GREENCASTLE >> If you have ever wanted to time travel, the Apple Festival and Antique Engine Display Saturday, Oct. 10, at the Tayamentasachta Environmental Center is the place to be. It will also be the place to find an enormous variety of apples.

A strolling minstrel will delight visitors with historical stories, music and song, one of the many moments during the day when the past will seem closer. An antique engine exhibit by the Cumberland Valley Antique Engine and Machinery Association and horse-drawn wagon rides along the Tayamentasachta trails featuring a team of Belgian Horses, compliments of Charles Lindsay, will also bring back images of an earlier day when farming was the predominant occupation.
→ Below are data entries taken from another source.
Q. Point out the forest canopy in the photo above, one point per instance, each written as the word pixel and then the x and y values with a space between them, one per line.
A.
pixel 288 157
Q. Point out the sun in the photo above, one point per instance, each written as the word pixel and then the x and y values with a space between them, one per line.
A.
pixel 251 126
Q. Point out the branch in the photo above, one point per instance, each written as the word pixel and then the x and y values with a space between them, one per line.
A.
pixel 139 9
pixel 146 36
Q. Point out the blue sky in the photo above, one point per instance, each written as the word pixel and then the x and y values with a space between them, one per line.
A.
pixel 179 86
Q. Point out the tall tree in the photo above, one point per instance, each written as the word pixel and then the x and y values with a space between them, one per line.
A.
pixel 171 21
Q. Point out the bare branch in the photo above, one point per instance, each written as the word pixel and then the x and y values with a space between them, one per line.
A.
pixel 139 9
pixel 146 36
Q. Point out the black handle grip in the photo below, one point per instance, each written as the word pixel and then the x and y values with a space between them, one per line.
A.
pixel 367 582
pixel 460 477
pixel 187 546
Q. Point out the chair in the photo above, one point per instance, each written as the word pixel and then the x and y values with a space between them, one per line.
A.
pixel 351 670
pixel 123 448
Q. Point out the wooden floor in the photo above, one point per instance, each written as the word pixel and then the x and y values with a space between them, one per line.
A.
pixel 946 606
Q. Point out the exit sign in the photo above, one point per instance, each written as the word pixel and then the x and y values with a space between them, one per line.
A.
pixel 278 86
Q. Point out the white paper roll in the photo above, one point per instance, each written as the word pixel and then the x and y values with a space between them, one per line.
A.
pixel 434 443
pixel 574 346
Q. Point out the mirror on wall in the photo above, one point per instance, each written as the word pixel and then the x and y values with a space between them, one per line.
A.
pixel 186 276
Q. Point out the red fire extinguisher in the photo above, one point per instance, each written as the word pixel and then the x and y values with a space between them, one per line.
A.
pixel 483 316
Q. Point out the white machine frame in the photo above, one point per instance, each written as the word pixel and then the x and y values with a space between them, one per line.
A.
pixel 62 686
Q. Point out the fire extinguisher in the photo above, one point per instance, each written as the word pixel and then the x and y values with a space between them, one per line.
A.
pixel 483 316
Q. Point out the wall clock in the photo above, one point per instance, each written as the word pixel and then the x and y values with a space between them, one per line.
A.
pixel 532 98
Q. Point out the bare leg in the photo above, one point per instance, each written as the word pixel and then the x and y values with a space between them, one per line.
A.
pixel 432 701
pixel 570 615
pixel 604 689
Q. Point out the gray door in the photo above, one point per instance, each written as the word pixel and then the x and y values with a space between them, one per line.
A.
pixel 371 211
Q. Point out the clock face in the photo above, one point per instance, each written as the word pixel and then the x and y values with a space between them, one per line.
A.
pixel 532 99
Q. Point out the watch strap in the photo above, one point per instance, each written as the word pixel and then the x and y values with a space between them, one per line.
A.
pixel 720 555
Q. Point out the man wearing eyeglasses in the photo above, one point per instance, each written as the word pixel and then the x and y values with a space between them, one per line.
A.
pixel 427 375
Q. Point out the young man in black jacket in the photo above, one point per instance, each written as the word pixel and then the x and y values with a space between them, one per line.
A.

There will be local craft displays and decorations — many offered by the Greencastle-Antrim High School's Arts Club — such as scarecrow making, face painting and pumpkin decorating. A hearty chicken barbecue lunch will be served from 11 a.m. to 1 p.m. with cabbage slaw, baked potatoes, applesauce from Knouse Foods, rolls, cake and apple cider. Michael's BBQ will provide the meal. Tickets for the meal are $8 in advance, available at any of the Greencastle-Antrim Schools, or $9 on the day of the festival.

Apples will be the stars of the day, with several varieties and related products available from Tracey's Orchard, and members of the Tracey family on hand to answer questions.

And what a better way to celebrate autumn's best-loved fruit than in the form of dumplings, freshly baked in the farmhouse kitchen and on sale for $3.50 per dumpling.

Tayamentasachta was established in 1966 as an Environmental Center, with 35 acres featuring an 1820s farmhouse and barn, natural spring and spring house, log cabin, longhouse, pavilion, orchard and trails.

Ron Powers, former teacher and administrator in Greencastle-Antrim, said that "Tayamentasachta is a unique and unusual resource that most schools don't have, and which gives kids a hands-on way to understand and appreciate the environment."

"All students in the district, from kindergarten on up, go through the center," Powers said. "One of my classes worked on the wetlands as part of a school project, making a topographic map, putting in native plants and making ponds and a bridge."

The proceeds from the apple festival will benefit the Environmental Education Advisory Committee and the education programs at the Center. Powers, now chairman of the fundraising committee, said that proceeds will be used for repairs and maintenance on the farmhouse.